Hoffnung auf mehr Demokratie

Nach Angaben der EU hat Spanien mit 38,2 Prozent die zweithöchste Jugendarbeitslosigkeit in Europa. Carles glaubt, dass die Unabhängigkeit sozialen Fortschritt bringen würde: »Wenn man das katalanische Parlament mit anderen Autonomen Gemeinschaften oder dem spanischen Kongress vergleicht, ist es linksgerichteter. In Katalonien ist der Partido Popular die schwächste Kraft, in Spanien regiert er. Wir sind nicht besser oder schlechter, aber wir denken und entscheiden anders.«
Die jungen Unterstützerinnen und Unterstützer der ANC räumen ein, dass sich nicht alle Menschen für Politik interessieren, dennoch gebe es in Katalonien viele Menschen, die politisch aktiv und gut informiert seien. »All das ist eine Garantie dafür, dass die Menschen aktiv am Aufbau der Republik teilnehmen und ein demokratischeres Land schaffen werden. Es ist auch wichtig, dass der Wunsch nach Veränderung von der Straße kam und die Politik nachgezogen hat«, meint Julia. Dass die Unabhängigkeit nicht die alleinige Lösung ist, sei ihnen klar. »Zumindest wären wir für unsere Erfolge und Misserfolge selbst verantwortlich«, sagt Jordi. Von einer unabhängigen Gesetzgebung erhoffen sie sich mehr Kontrolle über die Politik und ein besseres Vorgehen gegen Korruption.
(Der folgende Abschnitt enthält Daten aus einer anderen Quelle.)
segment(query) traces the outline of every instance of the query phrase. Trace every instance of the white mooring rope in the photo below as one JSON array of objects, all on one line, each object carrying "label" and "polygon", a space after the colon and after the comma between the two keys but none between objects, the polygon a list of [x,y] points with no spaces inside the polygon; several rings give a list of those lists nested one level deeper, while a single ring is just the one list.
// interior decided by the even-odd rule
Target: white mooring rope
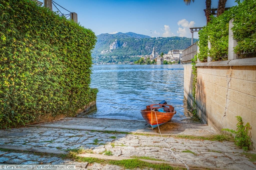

Der Unabhängigkeitsgegner Nil würde lieber Spanien neu strukturieren. »Das derzeitige Modell funktioniert nicht, Föderalismus wäre das beste Modell«, so der junge Jurist. Allerdings sei eine Änderung der Kräfteverhältnisse in Spanien, um eine Verfassungsänderung durchzusetzen, kurzfristig nicht in Sicht. Nur 13,2 Prozent der Bevölkerung Spaniens wünschen sich einer Studie des Centro de Investigaciones Sociológicas vom Juli zufolge mehr Föderalismus. »Wir müssen Föderalismus attraktiver machen, mehr auf die Leute zugehen«, so Nil. Für den Dozenten Renato ist das größte Hindernis die spanische Regierung: »Der Partido Popular benutzt die Justiz, um politische Probleme zu lösen. Aus meiner Sicht liegt die Lösung im spanischen Parlament.«

Die Unabhängigkeitsbefürworter hoffen, dass sich viele am Referendum am 1. Oktober beteiligen werden. »Wir reden mit vielen jungen Leuten, um ihnen bewusst zu machen, dass es wichtig ist mitzuentscheiden. Das Gute ist, dass sich durch die Unabhängigkeitsdebatte viele junge Leute positionieren«, sagt Marc. »Für mich ist es wichtig, das Recht auf Entscheidung auszuüben, egal ob man mit ja oder nein stimmt. Aber dass man als Mensch diese Wahl hat«, sagt Carles. »Leider gab es keine Kampagne, in der Gegner und Befürworter die Vor- und Nachteile öffentlich diskutiert hätten, weil wir nicht in einem demokratischen Staat leben«, findet er.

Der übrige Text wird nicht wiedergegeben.